To respond to this, Dr. Gilo Muiragui, a social economist form Ecuador, added Pullman, identified four necessities: the necessity to eat, from which arises the economy, the necessity to be understood in order to live and act in society, from which arises culture, the necessity to make and implement decisions in the name of the community, from which arises the ‘politics’, and the necessity to defend physically from aggressions and impositions, from which arises military.
There are similarities between Latin America and Palestine in terms of suffering from occupation and intervention. The conditions in Cuba over the last 40 years is not so different than the conditions in Palestine.
“In Cuba, they successfully resisted an armed invasion by about 1,500 CIA-trained Cuban exiles at the Bay of Pigs. The economic blockade imposed in 1962, still in effect. Cuba lost 80% of imports and exports almost overnight, with fall of Soviet bloc. There was a severe shortage of gasoline, diesel and food and
electricity for 16 hours per day. They waited for hours for public transport, in spite of the tough conditions. During the 1990s ‘Special Period’, only 30,000 left the country”, she noted.

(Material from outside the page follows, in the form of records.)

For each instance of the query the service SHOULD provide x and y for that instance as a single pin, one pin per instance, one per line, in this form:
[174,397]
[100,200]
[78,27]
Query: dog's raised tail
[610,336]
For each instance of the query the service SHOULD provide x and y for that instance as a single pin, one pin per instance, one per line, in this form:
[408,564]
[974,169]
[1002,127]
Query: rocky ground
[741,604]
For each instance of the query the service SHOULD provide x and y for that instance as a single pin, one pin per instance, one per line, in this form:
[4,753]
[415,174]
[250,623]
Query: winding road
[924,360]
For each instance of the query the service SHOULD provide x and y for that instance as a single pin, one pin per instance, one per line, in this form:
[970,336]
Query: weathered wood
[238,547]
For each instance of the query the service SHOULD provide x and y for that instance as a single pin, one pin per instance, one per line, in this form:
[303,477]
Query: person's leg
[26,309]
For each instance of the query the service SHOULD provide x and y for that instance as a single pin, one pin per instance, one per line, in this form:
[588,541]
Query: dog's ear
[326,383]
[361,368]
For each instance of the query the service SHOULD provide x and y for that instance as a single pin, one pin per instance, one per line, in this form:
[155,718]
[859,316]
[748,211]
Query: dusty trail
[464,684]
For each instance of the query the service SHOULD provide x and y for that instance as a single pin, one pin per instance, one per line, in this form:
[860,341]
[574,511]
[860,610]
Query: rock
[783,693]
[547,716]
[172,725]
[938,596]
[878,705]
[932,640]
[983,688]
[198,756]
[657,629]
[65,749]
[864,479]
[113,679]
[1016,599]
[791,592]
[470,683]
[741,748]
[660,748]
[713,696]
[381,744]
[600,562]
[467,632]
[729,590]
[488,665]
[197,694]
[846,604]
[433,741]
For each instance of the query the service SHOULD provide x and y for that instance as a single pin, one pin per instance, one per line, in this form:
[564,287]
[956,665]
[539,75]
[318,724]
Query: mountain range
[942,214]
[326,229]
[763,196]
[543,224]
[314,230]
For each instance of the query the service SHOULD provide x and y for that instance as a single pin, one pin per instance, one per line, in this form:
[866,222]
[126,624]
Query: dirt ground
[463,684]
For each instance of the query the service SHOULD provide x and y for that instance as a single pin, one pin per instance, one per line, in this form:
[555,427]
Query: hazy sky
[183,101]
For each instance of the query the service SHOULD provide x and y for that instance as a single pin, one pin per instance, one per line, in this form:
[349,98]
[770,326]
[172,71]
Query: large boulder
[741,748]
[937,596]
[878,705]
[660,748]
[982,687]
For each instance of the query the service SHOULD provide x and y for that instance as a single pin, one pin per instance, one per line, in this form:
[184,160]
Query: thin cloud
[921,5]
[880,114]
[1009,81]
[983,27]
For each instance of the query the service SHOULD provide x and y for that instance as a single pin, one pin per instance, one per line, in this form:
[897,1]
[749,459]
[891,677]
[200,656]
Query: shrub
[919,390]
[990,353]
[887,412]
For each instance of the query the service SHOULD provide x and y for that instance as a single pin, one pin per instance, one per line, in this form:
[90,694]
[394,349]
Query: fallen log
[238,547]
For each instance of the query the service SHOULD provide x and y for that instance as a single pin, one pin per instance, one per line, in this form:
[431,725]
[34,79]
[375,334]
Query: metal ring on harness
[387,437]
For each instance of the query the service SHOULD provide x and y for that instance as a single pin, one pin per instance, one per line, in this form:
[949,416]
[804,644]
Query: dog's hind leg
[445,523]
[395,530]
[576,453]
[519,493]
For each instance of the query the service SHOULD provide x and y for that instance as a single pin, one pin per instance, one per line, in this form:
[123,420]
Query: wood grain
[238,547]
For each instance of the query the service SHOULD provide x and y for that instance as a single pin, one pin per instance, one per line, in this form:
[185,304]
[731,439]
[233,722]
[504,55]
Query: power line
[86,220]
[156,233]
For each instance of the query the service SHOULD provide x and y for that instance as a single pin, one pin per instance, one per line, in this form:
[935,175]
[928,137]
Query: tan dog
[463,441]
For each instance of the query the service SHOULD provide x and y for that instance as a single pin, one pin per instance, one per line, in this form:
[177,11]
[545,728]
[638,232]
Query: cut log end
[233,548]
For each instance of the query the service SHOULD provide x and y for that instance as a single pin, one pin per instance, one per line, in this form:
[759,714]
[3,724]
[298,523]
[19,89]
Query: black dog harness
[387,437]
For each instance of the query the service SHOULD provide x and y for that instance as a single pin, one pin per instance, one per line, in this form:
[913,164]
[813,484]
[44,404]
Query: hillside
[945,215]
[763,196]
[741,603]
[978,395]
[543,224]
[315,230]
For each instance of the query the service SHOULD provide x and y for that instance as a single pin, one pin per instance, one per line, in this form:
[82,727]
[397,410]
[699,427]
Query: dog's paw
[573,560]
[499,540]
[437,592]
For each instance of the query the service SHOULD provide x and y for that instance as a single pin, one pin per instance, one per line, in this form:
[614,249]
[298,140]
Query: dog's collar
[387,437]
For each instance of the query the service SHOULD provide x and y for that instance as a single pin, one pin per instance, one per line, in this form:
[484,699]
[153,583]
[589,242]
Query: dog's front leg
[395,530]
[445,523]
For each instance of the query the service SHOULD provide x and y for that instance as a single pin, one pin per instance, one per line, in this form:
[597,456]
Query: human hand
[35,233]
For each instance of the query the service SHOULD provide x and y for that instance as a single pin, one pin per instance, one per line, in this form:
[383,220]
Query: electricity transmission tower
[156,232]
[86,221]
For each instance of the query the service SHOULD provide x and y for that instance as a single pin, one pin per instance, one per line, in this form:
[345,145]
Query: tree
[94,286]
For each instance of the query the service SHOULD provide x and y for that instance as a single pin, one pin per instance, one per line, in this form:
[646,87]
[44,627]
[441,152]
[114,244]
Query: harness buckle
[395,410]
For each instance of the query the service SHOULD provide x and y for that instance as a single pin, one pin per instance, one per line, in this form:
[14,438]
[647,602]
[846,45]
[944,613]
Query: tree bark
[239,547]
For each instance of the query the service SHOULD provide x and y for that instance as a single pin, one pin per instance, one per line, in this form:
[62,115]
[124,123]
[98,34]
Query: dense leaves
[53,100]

Literacy in Palestine is the lowest in the world, say experts. Despite the miserable life refugees lead, they are still interested in education and make it priority over other things.
“In Cuba, they have high levels of literacy and education, commitment to the socialist ideology, a culture of mutual aid since the revolution, top-down governance, faith in Fidel Castro’s leadership, and easing of material conditions through tourism income, co-operation with Venezuela – oil for doctors/teachers”, she stressed.
Latin America, for its strategic geographical location, experienced American intervention like the military coup in Honduras.
“19 journalists murdered since June 2009 coup that ousted democratically-elected President Manuel Zelaya, at least 17 of whom were critical of the coup regime.
None of these murders have been investigated or the perpetrators brought to justice.
There have been at least 65 other extrajudicial killings, including 30 farmers, and other protestors”.
“In Oaxaca, violations including legal, psychosocial and health, and communications sectors took place. In addition to harassment and threats to defenders of human rights, women and indigenous individuals and communities”, she continued.
“In CHIAPAS, the Zapatistas took control. In 2001, in spite of the “March for Indigenous Unity”, Congress introduced anti-Indigenous law. Zapatistas encouraged formation of autonomous rebel Zapatista municipalities”, she added. “Many lack electricity and potable water”.
For learning from other nations struggles is beneficial, there are lessons to learn, she continued. “What is needed is new forms of government and resurrection of successful forms from the past”, she said.
The lecture is one in series CPDS held lately to make use of other national movements’ struggles around the world to contribute to the Palestinian just, yet not well-know, cause.